Benchmarking readcif¶
- Author
Greg Couch
- Organization
- Contact
- Copyright
© Copyright 2014 by the Regents of the University of Californa. All Rights reserved.
- Last modified
2014-6-17
The goal of this benchmark is to compare the performance of readcif versus other C++ mmCIF readers, cifparse-obj and ucif, and to quantify how much faster the stylized PDBx/mmCIF can be parsed.
Benchmark Results¶
Tests were all on a Dell Studio XPS 435MT with an Intel i7-920 at 2.66 GHz, 6 GiB of memory, and a 250GiB Samsung 840 SSD running Ubuntu 14.04.
The test case was to read a mmCIF file, and for each atom in the atom_site table extract its element, its name, its residue name, its chain identifier, its residue number, and its x, y, and z coordinates. This test case isolates the performance of extracting the atom data. A more realistic test case would include building the connectivity, but that would have the same overhead for all test programs.

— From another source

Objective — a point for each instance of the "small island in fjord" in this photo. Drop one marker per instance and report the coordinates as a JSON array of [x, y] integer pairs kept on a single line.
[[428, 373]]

Four programs were compared:
- simple
A stylized PDBx/mmCIF reader that is a step up from grepping the mmCIF file for ATOM and HETATM records. It parses the atom_site table headers to find the columns it is interested in, scans the first row of the atom_site table for the column offsets, and then extracts the atomic data. And it stops scanning file after reading atom_site table, so it only works for files with just one data block.
- readcif
A fully conformant CIF reader that can switch between the PDBx/mmCIF stylized parsing and traditional parsing that tokenizes the input. It uses a callbacks for each table that an application wants parsed, and callbacks for individual columns. It knows the order in which tables need to be parsed, so it can skip tables and later jump back to reparse a table if necessary. Works for files with multiple data blocks.

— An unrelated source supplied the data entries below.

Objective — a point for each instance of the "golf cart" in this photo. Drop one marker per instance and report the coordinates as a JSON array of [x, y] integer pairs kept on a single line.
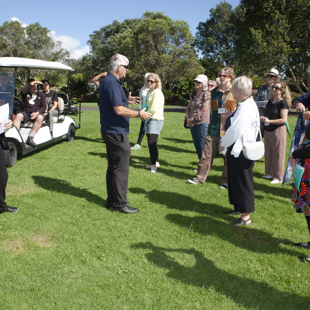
[[64, 126]]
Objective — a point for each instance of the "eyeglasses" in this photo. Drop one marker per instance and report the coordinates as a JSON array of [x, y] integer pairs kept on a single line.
[[276, 87]]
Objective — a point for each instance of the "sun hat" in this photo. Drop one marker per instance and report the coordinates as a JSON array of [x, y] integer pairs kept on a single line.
[[201, 78], [273, 72]]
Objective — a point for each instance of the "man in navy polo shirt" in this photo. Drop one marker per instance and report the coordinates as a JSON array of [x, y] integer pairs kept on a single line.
[[114, 120]]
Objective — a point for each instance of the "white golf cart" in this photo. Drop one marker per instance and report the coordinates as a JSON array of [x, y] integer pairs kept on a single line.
[[64, 126]]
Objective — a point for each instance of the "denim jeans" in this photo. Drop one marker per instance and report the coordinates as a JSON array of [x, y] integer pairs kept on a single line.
[[199, 133]]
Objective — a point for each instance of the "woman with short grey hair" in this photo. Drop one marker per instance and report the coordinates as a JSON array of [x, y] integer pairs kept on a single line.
[[241, 127]]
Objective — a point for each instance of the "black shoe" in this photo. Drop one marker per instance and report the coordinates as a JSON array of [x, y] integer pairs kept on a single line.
[[111, 206], [125, 209], [299, 245], [241, 222], [304, 259], [11, 209], [30, 141], [231, 213], [224, 186]]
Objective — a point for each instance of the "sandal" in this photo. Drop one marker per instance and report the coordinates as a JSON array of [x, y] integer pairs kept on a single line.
[[241, 222], [304, 259], [300, 245]]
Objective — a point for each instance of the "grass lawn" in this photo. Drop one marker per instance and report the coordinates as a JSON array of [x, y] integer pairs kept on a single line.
[[65, 250]]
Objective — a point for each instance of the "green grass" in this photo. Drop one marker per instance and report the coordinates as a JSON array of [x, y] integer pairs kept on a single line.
[[65, 250]]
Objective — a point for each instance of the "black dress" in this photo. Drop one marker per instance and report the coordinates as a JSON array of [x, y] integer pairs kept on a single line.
[[240, 179]]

Two variations are benchmarked, a version that takes advantage of PDBx/mmCIF styling, and one that just uses the default tokenizing code.
- cifparse-obj V7-1-05
The PDB’s example mmCIF parser that tokenizes the input and saves it as tables for later processing. No backtracking is needed, since everything is saved. It can also write mmCIF files. Works for files with multiple data blocks.
- ucif svn revision 18662, 2013-11-19
Part of “iotbx.cif: a comprehensive CIF toolbox”. Tokenizes the input file and has a virtual function for are CIF loops, and a virtual function for table data items that are not in a loop. Uses a lot of memory, but unsure if it saves everything like cifparse-obj, or it’s just a single pass through the file. Works for files with multiple data blocks.
And the results were:
program name/ code size PDB ID# of atomsfile size 9rsa.cif2106260 KiB 2kzt.cif20381625 MiB 2kox.cif78784076 MiB 3j3q.cif2440800254 MiB simple15 KiBtime
633 usec
.0353 sec
.127 sec
.413 sec
memory
12.8 MiB
48.4 MiB
136 MiB
458 MiB
readcif stylized87 KiBtime
988 usec
.0447 sec
.147 sec
.497 sec
memory
12.8 MiB
48.5 MiB
136 MiB
458 MiB
readcif tokenized83 KiBtime
2248 usec
.160 sec
.553 sec
1.81 sec
memory
12.8 MiB
48.5 MiB
136 MiB
458 MiB
cifparse-obj514 KiBtime
36951 usec
3.18 sec
10.1 sec
33.8 sec
memory
15.8 MiB
319 MiB
905 MiB
2.98 GiB
ucif184 KiBtime
48602 usec
5.46 sec
17.2 sec
out ofmemorymemory
28.2 MiB
1.39 GiB
4.51 GiB
The time is lowest time of 20 consecutive runs. Memory use is the peak memory use.
Discussion¶
cifparse-obj and ucif are fundamentally slower because they convert every data value into a C++ string, a dynamically allocated resource. readcif also tokenizes the input, but avoids this overhead by returning pointers to the start and ending characters of a data value.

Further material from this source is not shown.